Interesting. Also interesting: Abraham’s explanation of his votes on this year’s ballot just this past Tuesday:
Sorry, Mark McGwire, Rafael Palmeiro and Juan Gonzalez. Your ties to drug use exclude you. Baseball banned non-prescription drugs in the early 1970s, period. That steroids weren’t specifically banned is meaningless. Players broke laws to obtain these drugs and that’s cheating. That many players did it doesn’t make it right.

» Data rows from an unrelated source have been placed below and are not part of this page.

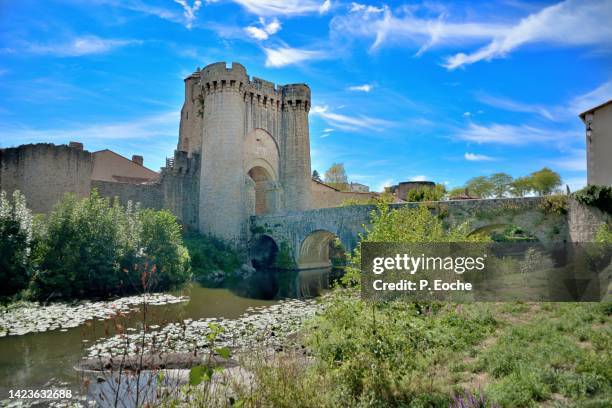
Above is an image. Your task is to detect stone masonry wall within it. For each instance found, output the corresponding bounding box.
[0,143,93,213]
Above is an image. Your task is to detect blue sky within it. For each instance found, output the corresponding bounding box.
[0,0,612,193]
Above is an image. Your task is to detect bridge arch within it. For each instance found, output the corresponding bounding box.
[249,234,279,269]
[296,229,347,269]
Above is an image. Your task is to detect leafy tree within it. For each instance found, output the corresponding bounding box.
[465,176,495,198]
[139,209,189,288]
[530,167,561,196]
[406,184,446,202]
[34,191,126,298]
[342,202,490,286]
[0,191,32,297]
[489,173,512,198]
[325,163,348,191]
[510,177,533,197]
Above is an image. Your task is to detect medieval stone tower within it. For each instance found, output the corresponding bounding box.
[177,62,311,246]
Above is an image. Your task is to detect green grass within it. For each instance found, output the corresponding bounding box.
[226,291,612,407]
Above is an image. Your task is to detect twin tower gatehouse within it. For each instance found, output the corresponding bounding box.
[177,62,311,244]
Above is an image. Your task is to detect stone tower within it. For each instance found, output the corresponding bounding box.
[177,62,311,247]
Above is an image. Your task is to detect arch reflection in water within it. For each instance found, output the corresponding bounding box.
[228,267,343,299]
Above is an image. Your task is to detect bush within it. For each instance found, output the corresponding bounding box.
[540,194,568,215]
[139,209,190,289]
[32,191,189,300]
[342,203,491,286]
[0,191,32,297]
[574,185,612,214]
[406,184,446,202]
[184,232,241,281]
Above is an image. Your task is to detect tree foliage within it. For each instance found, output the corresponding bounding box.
[32,191,189,300]
[406,184,446,202]
[530,167,561,196]
[489,173,512,198]
[465,176,495,198]
[510,177,533,197]
[0,191,32,297]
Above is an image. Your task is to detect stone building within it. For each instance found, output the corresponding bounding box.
[580,99,612,186]
[0,62,375,248]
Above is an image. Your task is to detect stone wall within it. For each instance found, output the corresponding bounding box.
[311,180,376,208]
[0,143,93,213]
[251,197,569,270]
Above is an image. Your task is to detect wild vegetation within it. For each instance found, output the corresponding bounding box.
[218,205,612,407]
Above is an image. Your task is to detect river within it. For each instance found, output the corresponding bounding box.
[0,268,338,404]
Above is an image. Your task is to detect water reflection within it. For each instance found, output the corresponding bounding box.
[226,267,342,300]
[0,268,341,400]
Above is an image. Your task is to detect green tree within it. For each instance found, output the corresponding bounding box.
[0,191,32,297]
[510,177,533,197]
[325,163,348,191]
[32,190,189,300]
[529,167,561,196]
[140,209,189,289]
[465,176,495,198]
[406,184,446,202]
[489,173,512,198]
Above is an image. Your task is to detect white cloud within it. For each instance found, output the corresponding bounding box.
[244,17,281,40]
[331,0,612,69]
[0,111,180,144]
[463,152,495,161]
[331,3,508,54]
[444,0,612,69]
[456,123,577,145]
[310,105,393,131]
[227,0,331,16]
[174,0,202,29]
[563,177,586,191]
[263,47,326,68]
[24,35,142,57]
[478,80,612,121]
[478,95,555,120]
[319,0,331,14]
[321,128,334,138]
[566,80,612,117]
[550,149,587,171]
[348,84,374,92]
[350,2,385,14]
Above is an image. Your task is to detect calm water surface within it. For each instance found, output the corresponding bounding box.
[0,268,338,400]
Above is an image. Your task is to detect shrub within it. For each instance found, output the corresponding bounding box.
[32,191,189,300]
[34,191,134,299]
[183,232,241,280]
[0,191,32,297]
[342,203,490,286]
[574,185,612,214]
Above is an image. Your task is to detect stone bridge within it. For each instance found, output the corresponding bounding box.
[250,197,569,269]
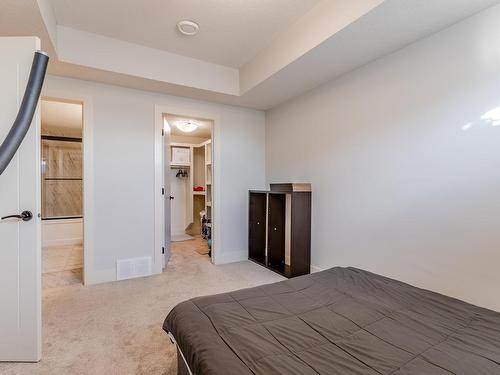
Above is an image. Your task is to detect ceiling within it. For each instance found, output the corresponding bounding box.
[50,0,319,68]
[0,0,500,110]
[42,100,83,129]
[163,114,212,139]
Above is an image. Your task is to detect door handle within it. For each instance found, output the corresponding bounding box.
[2,211,33,221]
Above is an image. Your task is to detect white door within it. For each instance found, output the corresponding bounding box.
[0,37,41,361]
[163,126,172,266]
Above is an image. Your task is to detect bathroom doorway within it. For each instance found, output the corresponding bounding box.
[40,99,84,289]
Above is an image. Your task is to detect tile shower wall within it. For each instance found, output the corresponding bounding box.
[42,139,83,219]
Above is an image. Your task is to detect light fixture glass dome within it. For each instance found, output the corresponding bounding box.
[175,120,200,133]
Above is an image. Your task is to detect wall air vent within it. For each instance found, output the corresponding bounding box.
[116,257,152,280]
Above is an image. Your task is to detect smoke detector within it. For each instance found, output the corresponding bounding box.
[177,20,200,36]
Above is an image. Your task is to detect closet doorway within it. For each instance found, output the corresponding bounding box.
[163,113,214,261]
[40,98,83,290]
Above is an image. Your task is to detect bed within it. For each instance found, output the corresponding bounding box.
[163,267,500,375]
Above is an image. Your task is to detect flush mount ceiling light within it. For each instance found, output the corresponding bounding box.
[175,120,200,133]
[177,20,200,36]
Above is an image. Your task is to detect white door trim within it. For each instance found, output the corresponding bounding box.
[41,95,92,285]
[153,103,221,273]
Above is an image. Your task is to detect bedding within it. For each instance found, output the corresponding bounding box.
[163,267,500,375]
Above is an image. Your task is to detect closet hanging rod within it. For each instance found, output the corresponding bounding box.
[170,164,190,169]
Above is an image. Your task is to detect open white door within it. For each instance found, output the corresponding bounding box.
[163,124,173,267]
[0,37,41,361]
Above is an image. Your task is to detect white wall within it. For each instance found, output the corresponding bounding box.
[266,6,500,311]
[43,76,265,284]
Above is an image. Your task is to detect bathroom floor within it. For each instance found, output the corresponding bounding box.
[42,245,83,289]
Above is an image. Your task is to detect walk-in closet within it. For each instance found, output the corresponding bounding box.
[164,115,213,259]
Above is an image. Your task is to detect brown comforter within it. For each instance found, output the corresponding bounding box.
[163,268,500,375]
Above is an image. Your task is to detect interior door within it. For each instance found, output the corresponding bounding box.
[0,37,41,361]
[163,120,172,268]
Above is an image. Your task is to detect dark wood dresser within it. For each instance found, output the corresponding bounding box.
[248,183,311,277]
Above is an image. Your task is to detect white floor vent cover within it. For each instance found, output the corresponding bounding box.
[116,257,152,280]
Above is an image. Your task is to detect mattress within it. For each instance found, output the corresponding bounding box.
[163,267,500,375]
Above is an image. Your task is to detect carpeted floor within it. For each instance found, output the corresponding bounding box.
[0,239,282,375]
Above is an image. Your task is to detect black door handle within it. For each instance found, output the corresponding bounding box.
[2,211,33,221]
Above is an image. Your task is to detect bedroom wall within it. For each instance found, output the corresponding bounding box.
[43,76,265,284]
[266,6,500,311]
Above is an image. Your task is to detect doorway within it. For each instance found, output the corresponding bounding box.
[162,113,214,261]
[41,99,84,289]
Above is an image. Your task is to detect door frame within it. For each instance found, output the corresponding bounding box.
[40,92,92,285]
[153,103,221,273]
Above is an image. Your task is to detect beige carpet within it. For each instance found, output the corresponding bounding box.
[0,240,282,375]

Did McGwire, Palmiero and Gonzalez get the same opportunity to explain whether PEDs helped them before Abraham voted no on them? If not, why not? And you can’t say that it’s because Pettitte was more forthcoming about his PED use, because he didn’t say anything about it until he was outed in the Mitchell Report. And if the issue is “cheating” and “your ties to drug use,” how forthcoming one was about it shouldn’t matter anyway. Pettite used them.
I’m not trying to pick on Abraham here. I think there are tons of people who have given Andy Pettitte way more of a pass on his PED use than any other big star has been given. I suspect it’s a function of him being a pitcher and, unlike Roger Clemens, not making himself look ridiculous in the wake of being outed as a PED-user. I suppose that his deportment can legitimately color how we feel about the guy personally, but it really shouldn’t enter into his Hall of Fame case if you’re the type of voter who says things like “your ties to drug use exclude you.”
As for Pettitte’s Hall of Fame case: I’m not seeing it. Pettitte has been good — at times very good — but never great. His postseason performance helps him, but it’s easy to overstate that too. Pettitte’s regular season winning percentage, ERA and K/BB ratio is .635/3.88./2.34. Postseason? It’s .655/3.83./2.40. He’s had some big performances, but over a little more than a full regular season’s worth of playoff starts, he’s around the same pitcher he’s always been. Give him a bump because of the stronger competition in October, but it’s not like he’s been transcendent.
One thing a lot of people will say about Pettitte is that he was never even the best pitcher on his team. That’s an overstatement I think. He was the best starter on the 1996 championship team (David Cone pitched better, but he was only there for 11 starts). He was pretty close to the best in 1997 when the Yankees won 96 games (Cone was probably better, but again, he pitched 45 fewer innings than Pettitte). After that there were always one or two better Yankees starters in any given year, be it Roger Clemens, Mike Mussina, CC Sabathia, Orlando Hernandez or even Chien-Ming Wang. My sense: if you’re going to go to the mat for any Yankees pitcher of that era, you should probably go to the mat for Mike Mussina, who was far superior to Pettitte over the course of his career. But let’s leave that for another day.
I think Pettitte will get a lot of support. Most of it will be based on the “fame” part of Hall of Fame. But if there was anyone for whom the Hall of Very Good should be created, it’s Andy Pettitte.